Fringe 25: Pussy Riot
- Molly Barrow
- Aug 23
- 3 min read

Rating: ★★★★★
On what was otherwise an ordinary Tuesday evening in Edinburgh, four members of Pussy Riot shook Summerhall to its very foundations. The punk rock feminist collective have earnt themselves a reputation for excellence after their decade of activism against Vladimir Putin and his cronies both in Russia and internationally. Audiences rightly enter their show with expectations, but these are not merely fulfilled, they are incinerated. In sixty minutes, the quartet confronts us with a sensory overload conveying, however partially, the realities of political dissidence in Putin’s Russia. It is hot, sticky, and pulsing. This show transcends the Edinburgh Fringe Festival where the rioters chose to end their European tour, and invigorates naive audience members, not only with the dousing of water it subjects them to, but with its extraordinary bravery amidst the ongoing conflict in Ukraine.
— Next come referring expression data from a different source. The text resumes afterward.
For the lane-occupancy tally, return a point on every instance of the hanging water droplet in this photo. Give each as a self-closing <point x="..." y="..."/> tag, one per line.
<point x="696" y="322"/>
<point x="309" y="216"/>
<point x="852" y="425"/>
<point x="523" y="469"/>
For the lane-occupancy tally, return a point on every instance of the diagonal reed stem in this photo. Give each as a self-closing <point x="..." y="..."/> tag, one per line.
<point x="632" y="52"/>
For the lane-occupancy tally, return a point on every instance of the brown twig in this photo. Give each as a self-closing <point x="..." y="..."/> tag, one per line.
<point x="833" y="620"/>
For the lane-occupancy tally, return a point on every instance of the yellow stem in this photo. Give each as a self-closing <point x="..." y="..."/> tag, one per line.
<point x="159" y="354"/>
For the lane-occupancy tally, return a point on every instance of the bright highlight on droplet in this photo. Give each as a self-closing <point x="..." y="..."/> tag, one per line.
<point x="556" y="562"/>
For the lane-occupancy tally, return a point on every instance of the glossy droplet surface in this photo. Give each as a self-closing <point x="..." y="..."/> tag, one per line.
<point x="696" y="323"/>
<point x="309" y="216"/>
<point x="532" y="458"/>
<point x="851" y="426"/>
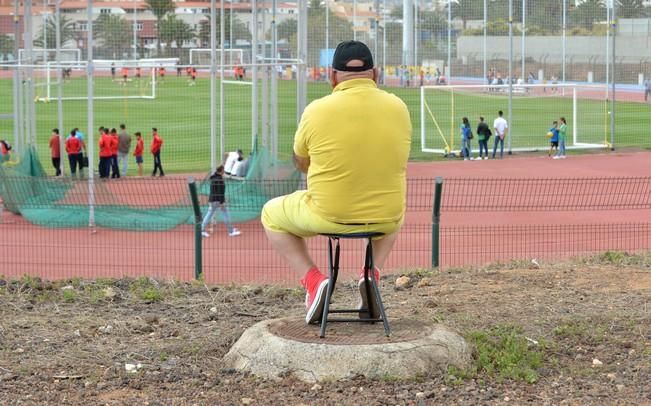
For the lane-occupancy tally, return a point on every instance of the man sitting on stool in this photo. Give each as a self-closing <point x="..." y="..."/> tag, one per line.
<point x="354" y="145"/>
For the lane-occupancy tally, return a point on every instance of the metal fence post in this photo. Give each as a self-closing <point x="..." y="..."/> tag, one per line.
<point x="436" y="221"/>
<point x="197" y="228"/>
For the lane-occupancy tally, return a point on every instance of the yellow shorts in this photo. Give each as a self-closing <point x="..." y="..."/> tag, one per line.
<point x="291" y="214"/>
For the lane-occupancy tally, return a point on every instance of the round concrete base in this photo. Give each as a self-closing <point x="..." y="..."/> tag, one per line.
<point x="281" y="347"/>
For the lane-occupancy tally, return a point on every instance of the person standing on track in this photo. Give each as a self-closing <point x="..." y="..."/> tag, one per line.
<point x="73" y="148"/>
<point x="124" y="146"/>
<point x="140" y="148"/>
<point x="483" y="134"/>
<point x="105" y="153"/>
<point x="217" y="200"/>
<point x="115" y="146"/>
<point x="501" y="128"/>
<point x="156" y="146"/>
<point x="354" y="145"/>
<point x="55" y="151"/>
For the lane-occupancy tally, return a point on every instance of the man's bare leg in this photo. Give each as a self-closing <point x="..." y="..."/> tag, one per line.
<point x="293" y="249"/>
<point x="382" y="248"/>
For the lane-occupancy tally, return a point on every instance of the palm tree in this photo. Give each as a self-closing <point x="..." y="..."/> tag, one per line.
<point x="467" y="10"/>
<point x="239" y="29"/>
<point x="160" y="8"/>
<point x="115" y="33"/>
<point x="174" y="30"/>
<point x="66" y="28"/>
<point x="587" y="13"/>
<point x="631" y="9"/>
<point x="6" y="44"/>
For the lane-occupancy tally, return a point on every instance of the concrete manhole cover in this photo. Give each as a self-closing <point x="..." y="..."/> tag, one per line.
<point x="283" y="347"/>
<point x="345" y="333"/>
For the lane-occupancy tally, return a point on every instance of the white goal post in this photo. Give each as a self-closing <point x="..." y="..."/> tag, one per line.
<point x="201" y="56"/>
<point x="42" y="56"/>
<point x="534" y="107"/>
<point x="143" y="87"/>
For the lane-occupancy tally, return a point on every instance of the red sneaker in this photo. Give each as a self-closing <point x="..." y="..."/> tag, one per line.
<point x="363" y="304"/>
<point x="316" y="289"/>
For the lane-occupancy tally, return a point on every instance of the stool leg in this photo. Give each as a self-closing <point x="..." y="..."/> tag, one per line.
<point x="370" y="265"/>
<point x="332" y="276"/>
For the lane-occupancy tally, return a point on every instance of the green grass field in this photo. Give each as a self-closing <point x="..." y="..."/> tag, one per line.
<point x="182" y="115"/>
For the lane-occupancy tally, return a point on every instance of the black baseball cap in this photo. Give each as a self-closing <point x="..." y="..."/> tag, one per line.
<point x="350" y="50"/>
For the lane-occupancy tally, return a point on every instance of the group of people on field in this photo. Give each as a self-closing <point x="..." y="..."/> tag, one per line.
<point x="500" y="126"/>
<point x="114" y="151"/>
<point x="557" y="135"/>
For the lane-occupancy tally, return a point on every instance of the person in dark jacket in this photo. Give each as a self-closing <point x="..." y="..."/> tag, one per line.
<point x="483" y="134"/>
<point x="217" y="200"/>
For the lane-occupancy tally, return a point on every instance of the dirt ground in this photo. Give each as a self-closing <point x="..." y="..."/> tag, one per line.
<point x="71" y="342"/>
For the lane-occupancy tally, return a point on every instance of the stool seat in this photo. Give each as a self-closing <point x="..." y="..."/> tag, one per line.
<point x="371" y="234"/>
<point x="371" y="292"/>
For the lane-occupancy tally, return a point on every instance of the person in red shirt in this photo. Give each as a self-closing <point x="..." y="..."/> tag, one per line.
<point x="55" y="151"/>
<point x="125" y="75"/>
<point x="115" y="142"/>
<point x="73" y="148"/>
<point x="140" y="148"/>
<point x="156" y="145"/>
<point x="105" y="152"/>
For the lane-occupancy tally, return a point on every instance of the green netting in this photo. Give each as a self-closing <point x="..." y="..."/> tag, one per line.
<point x="265" y="179"/>
<point x="134" y="205"/>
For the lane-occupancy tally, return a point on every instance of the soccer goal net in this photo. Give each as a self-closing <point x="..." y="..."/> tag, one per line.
<point x="201" y="56"/>
<point x="534" y="108"/>
<point x="112" y="79"/>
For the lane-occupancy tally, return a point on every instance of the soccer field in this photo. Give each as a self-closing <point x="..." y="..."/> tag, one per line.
<point x="182" y="115"/>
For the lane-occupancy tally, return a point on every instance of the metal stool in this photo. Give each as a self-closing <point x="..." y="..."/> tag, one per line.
<point x="333" y="271"/>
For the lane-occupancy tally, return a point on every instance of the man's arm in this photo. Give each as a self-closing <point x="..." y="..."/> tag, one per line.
<point x="301" y="163"/>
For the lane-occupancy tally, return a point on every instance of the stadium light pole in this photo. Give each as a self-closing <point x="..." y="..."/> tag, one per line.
<point x="274" y="84"/>
<point x="222" y="61"/>
<point x="230" y="34"/>
<point x="254" y="78"/>
<point x="57" y="23"/>
<point x="327" y="34"/>
<point x="510" y="134"/>
<point x="384" y="42"/>
<point x="524" y="19"/>
<point x="213" y="96"/>
<point x="448" y="74"/>
<point x="91" y="139"/>
<point x="135" y="32"/>
<point x="564" y="35"/>
<point x="354" y="19"/>
<point x="485" y="42"/>
<point x="612" y="101"/>
<point x="18" y="110"/>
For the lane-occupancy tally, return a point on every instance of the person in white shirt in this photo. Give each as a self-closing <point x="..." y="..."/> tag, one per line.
<point x="230" y="158"/>
<point x="501" y="128"/>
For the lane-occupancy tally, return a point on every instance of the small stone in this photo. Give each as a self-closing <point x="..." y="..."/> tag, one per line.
<point x="425" y="282"/>
<point x="402" y="282"/>
<point x="105" y="329"/>
<point x="109" y="292"/>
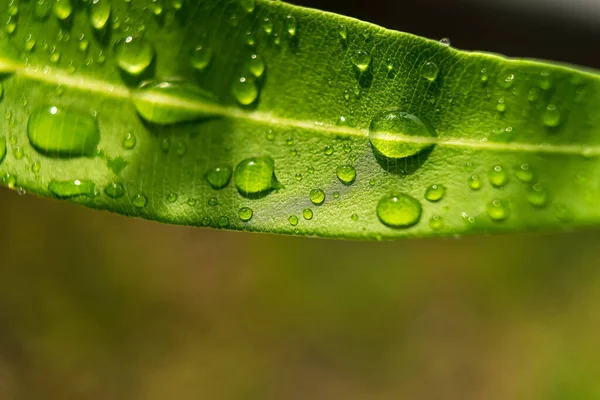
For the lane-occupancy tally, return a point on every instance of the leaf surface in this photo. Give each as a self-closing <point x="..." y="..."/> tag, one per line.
<point x="262" y="116"/>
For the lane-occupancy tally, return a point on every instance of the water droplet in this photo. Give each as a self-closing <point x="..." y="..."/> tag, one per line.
<point x="129" y="141"/>
<point x="498" y="210"/>
<point x="307" y="214"/>
<point x="389" y="132"/>
<point x="172" y="101"/>
<point x="436" y="222"/>
<point x="62" y="132"/>
<point x="219" y="177"/>
<point x="552" y="117"/>
<point x="291" y="25"/>
<point x="537" y="196"/>
<point x="399" y="210"/>
<point x="134" y="55"/>
<point x="430" y="71"/>
<point x="524" y="173"/>
<point x="498" y="176"/>
<point x="70" y="189"/>
<point x="223" y="221"/>
<point x="62" y="9"/>
<point x="361" y="60"/>
<point x="255" y="177"/>
<point x="317" y="196"/>
<point x="256" y="65"/>
<point x="475" y="182"/>
<point x="99" y="13"/>
<point x="245" y="90"/>
<point x="201" y="57"/>
<point x="172" y="197"/>
<point x="435" y="193"/>
<point x="248" y="5"/>
<point x="2" y="148"/>
<point x="346" y="174"/>
<point x="245" y="214"/>
<point x="114" y="190"/>
<point x="139" y="201"/>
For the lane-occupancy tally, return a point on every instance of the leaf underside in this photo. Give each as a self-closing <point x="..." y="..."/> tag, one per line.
<point x="515" y="144"/>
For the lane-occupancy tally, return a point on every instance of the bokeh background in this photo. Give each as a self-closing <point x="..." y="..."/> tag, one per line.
<point x="98" y="306"/>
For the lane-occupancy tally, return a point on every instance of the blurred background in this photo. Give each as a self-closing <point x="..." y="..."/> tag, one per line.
<point x="98" y="306"/>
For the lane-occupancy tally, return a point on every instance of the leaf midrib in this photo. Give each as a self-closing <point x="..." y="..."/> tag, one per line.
<point x="86" y="84"/>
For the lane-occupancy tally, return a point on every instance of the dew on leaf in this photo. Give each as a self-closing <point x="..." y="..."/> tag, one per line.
<point x="255" y="177"/>
<point x="114" y="190"/>
<point x="346" y="174"/>
<point x="498" y="176"/>
<point x="498" y="210"/>
<point x="219" y="177"/>
<point x="317" y="196"/>
<point x="435" y="193"/>
<point x="390" y="130"/>
<point x="399" y="210"/>
<point x="134" y="55"/>
<point x="71" y="189"/>
<point x="63" y="132"/>
<point x="245" y="90"/>
<point x="172" y="101"/>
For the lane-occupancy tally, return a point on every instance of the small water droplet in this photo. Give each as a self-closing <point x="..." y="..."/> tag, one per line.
<point x="435" y="193"/>
<point x="114" y="190"/>
<point x="245" y="90"/>
<point x="219" y="177"/>
<point x="201" y="57"/>
<point x="399" y="210"/>
<point x="361" y="60"/>
<point x="61" y="132"/>
<point x="430" y="71"/>
<point x="255" y="177"/>
<point x="134" y="55"/>
<point x="245" y="214"/>
<point x="498" y="176"/>
<point x="71" y="189"/>
<point x="346" y="174"/>
<point x="537" y="196"/>
<point x="498" y="210"/>
<point x="389" y="130"/>
<point x="552" y="117"/>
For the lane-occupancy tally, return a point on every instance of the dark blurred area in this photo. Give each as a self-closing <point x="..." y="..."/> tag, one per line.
<point x="98" y="306"/>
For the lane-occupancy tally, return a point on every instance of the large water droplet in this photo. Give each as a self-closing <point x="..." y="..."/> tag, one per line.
<point x="317" y="196"/>
<point x="201" y="57"/>
<point x="245" y="90"/>
<point x="346" y="174"/>
<point x="134" y="55"/>
<point x="99" y="13"/>
<point x="62" y="9"/>
<point x="255" y="177"/>
<point x="219" y="177"/>
<point x="399" y="210"/>
<point x="498" y="210"/>
<point x="61" y="132"/>
<point x="435" y="193"/>
<point x="498" y="176"/>
<point x="70" y="189"/>
<point x="397" y="134"/>
<point x="173" y="101"/>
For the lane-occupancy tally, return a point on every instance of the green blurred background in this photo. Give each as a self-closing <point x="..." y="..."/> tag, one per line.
<point x="98" y="306"/>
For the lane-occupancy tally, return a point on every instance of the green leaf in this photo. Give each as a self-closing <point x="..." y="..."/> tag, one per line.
<point x="262" y="116"/>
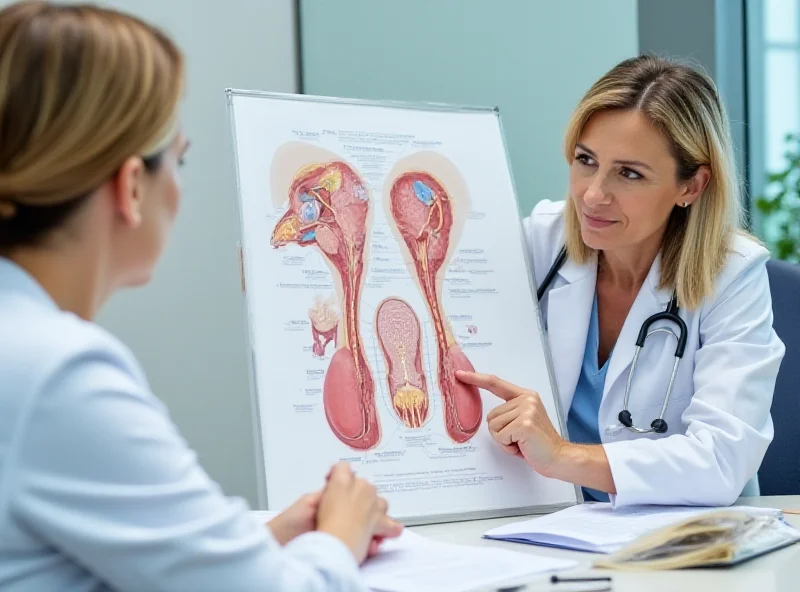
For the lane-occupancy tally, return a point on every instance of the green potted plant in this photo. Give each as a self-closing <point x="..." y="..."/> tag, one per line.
<point x="780" y="206"/>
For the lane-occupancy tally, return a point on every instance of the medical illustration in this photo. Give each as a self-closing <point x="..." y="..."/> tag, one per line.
<point x="329" y="209"/>
<point x="427" y="218"/>
<point x="324" y="323"/>
<point x="400" y="338"/>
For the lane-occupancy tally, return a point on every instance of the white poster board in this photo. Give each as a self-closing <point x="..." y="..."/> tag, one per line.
<point x="382" y="249"/>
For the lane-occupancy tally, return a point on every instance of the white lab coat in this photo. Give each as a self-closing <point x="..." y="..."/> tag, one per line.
<point x="719" y="413"/>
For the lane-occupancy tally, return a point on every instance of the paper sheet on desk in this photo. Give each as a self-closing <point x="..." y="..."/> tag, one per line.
<point x="413" y="563"/>
<point x="599" y="528"/>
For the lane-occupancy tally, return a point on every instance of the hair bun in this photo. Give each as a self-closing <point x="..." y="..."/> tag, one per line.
<point x="8" y="209"/>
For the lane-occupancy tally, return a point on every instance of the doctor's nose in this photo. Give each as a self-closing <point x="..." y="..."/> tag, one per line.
<point x="596" y="193"/>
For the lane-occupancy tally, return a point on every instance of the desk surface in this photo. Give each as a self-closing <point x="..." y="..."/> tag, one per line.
<point x="775" y="572"/>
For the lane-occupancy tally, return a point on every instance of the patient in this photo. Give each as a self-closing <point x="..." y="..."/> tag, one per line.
<point x="98" y="490"/>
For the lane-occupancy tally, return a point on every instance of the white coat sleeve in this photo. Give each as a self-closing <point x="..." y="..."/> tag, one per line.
<point x="102" y="474"/>
<point x="728" y="421"/>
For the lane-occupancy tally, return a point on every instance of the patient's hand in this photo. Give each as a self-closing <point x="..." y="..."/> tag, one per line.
<point x="297" y="519"/>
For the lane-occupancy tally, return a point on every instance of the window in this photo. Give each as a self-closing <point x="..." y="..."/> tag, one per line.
<point x="773" y="93"/>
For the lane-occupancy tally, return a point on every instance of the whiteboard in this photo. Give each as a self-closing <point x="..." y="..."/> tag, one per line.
<point x="382" y="249"/>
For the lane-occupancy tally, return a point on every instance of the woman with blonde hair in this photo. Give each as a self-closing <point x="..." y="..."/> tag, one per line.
<point x="98" y="490"/>
<point x="648" y="241"/>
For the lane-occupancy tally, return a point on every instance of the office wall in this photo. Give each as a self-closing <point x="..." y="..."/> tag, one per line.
<point x="532" y="59"/>
<point x="187" y="327"/>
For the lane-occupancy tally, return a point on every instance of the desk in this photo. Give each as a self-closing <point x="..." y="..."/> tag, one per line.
<point x="775" y="572"/>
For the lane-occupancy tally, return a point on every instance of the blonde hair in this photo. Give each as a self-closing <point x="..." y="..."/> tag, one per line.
<point x="82" y="88"/>
<point x="684" y="105"/>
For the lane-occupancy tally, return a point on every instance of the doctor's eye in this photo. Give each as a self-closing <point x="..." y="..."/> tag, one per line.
<point x="630" y="174"/>
<point x="584" y="159"/>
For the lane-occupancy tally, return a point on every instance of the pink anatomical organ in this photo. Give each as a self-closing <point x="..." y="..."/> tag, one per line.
<point x="422" y="210"/>
<point x="324" y="324"/>
<point x="400" y="338"/>
<point x="329" y="207"/>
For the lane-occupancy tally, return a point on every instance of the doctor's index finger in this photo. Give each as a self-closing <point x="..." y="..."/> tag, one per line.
<point x="503" y="389"/>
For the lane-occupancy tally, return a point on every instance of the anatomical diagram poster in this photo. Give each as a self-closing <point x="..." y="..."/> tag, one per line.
<point x="382" y="252"/>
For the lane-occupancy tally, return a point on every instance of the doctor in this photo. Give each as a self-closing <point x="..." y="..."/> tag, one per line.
<point x="653" y="211"/>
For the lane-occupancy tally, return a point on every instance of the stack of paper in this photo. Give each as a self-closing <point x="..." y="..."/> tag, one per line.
<point x="412" y="563"/>
<point x="600" y="529"/>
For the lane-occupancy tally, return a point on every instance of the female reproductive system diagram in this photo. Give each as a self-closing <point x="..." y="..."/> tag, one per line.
<point x="330" y="208"/>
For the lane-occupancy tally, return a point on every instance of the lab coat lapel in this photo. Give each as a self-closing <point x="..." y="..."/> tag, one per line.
<point x="649" y="301"/>
<point x="568" y="309"/>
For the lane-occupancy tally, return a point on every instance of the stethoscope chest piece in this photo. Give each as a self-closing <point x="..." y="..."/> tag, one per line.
<point x="670" y="315"/>
<point x="658" y="425"/>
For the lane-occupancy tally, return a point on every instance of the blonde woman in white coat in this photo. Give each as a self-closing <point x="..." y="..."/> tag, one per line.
<point x="653" y="210"/>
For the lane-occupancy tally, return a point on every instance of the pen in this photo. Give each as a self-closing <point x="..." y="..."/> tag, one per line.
<point x="556" y="579"/>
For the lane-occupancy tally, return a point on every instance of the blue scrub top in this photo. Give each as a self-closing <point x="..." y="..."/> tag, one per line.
<point x="582" y="421"/>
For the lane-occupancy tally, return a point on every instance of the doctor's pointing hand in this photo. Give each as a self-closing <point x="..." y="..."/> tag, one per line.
<point x="522" y="427"/>
<point x="655" y="302"/>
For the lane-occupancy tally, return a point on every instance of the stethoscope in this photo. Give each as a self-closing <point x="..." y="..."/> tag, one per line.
<point x="670" y="315"/>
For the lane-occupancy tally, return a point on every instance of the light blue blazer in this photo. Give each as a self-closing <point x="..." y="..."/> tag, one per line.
<point x="98" y="491"/>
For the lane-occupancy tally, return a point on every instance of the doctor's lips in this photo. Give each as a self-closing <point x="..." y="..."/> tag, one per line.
<point x="597" y="222"/>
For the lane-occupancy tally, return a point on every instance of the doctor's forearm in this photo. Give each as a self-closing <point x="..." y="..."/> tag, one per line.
<point x="584" y="465"/>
I first heard of Pussy Riot in 2012, when I was passively flicking through my parent’s wilted newspaper and something daringly bright caught my eye: a hastily-captured image of a hot pink balaclava, pulled over the face of a woman moshing in front of a crowd of churchgoers. At nine years old, I did not grasp the significance of this scene at Moscow’s Cathedral of Christ the Saviour. I saw a rebel in a dress and I was electrified at the oddity. In fact, I distinctly remember thinking I’d get in trouble for reading such a naughty word as “pussy” and that I had better not tell anyone (of course, the group’s name is deliberately provocative). What I did not know was that this woman and her comrades had been staging punk performances across Russia’s most important cultural spaces to condemn state sanctioned homophobia, censorship, and corruption under the name Pussy Riot. The performance of their song “Punk Prayer” at the cathedral was the crescendo. This was guerrilla feminism. And it was dangerous. Deemed enemies of Putin’s bombastically nationalistic and conservative motherland, these women were imprisoned for their actions.
Riot Days follows the experiences of Maria Alyokhina, one of the members charged following the events at Moscow’s seat of orthodox power. At the time of the performance, she was a university student and young mother. She is joined at the Fringe by multi instrumentalists Taso Pletner, Olga Borisova (a former policewoman turned political activist), and Eric Breitenbach. Together, they present a palimpsest of aggressive political lyricism and imagery. Be warned, ears plug are advised. The performance mainly consists of Russian spoken-word poetry, interspersed with documentary clips, dance breaks, and moments of reflection. Maria recollects her experiences in prison in harrowing detail before refocusing the narrative on Pussy Riot’s political activism, particularly its agitation at the 2014 Sochi Olympics against Russia’s anti-LGBT laws. In the second half, the group speculate over the suspicious death of opposition leader Alexei Navalny in 2024. They finish with “Mama, Don’t Watch TV”, their 2022 anti-war anthem that unpicks Putin’s measly justification for the invasion of Ukraine (“Mama, there are no Nazis here”).
Every sense is overwhelmed during Riot Days. The room is smokey and where there is light, it is harsh and yellow. The rioters move through the audience, they scream lyrics in your face, and, yes, they throw water and empty plastic bottles at you. Costumes are deftly used: the infamous balaclavas are only worn for sections of the performance, but when they are, the room erupts. Elsewhere, Maria wears t-shirts with political messages. Summerhall was exceedingly hot and there was a lingering smell of body odour too. These staging choices are masterful: we cannot be idle nor comfortable when suffering engulfs Eastern Europe.
Oddly, I left Summerhall thinking of the banshee, a female spirit in Irish folklore, whose wails and shrieks portend death. Pussy Riot is now a somewhat dislocated collective and has lost much of its original membership; it cannot and will not solely bring about the collapse of Putinism. Yet, its loud and foulmouthed resistance remains a thorn, however symbolic, in its side. Political freedom and democratic will, articulated so expertly by these feminist punk rockers, will always undo authoritarianism. Pussy Riot: Riot Days demonstrates this inevitability with unapologetic rage and cacophonous determination.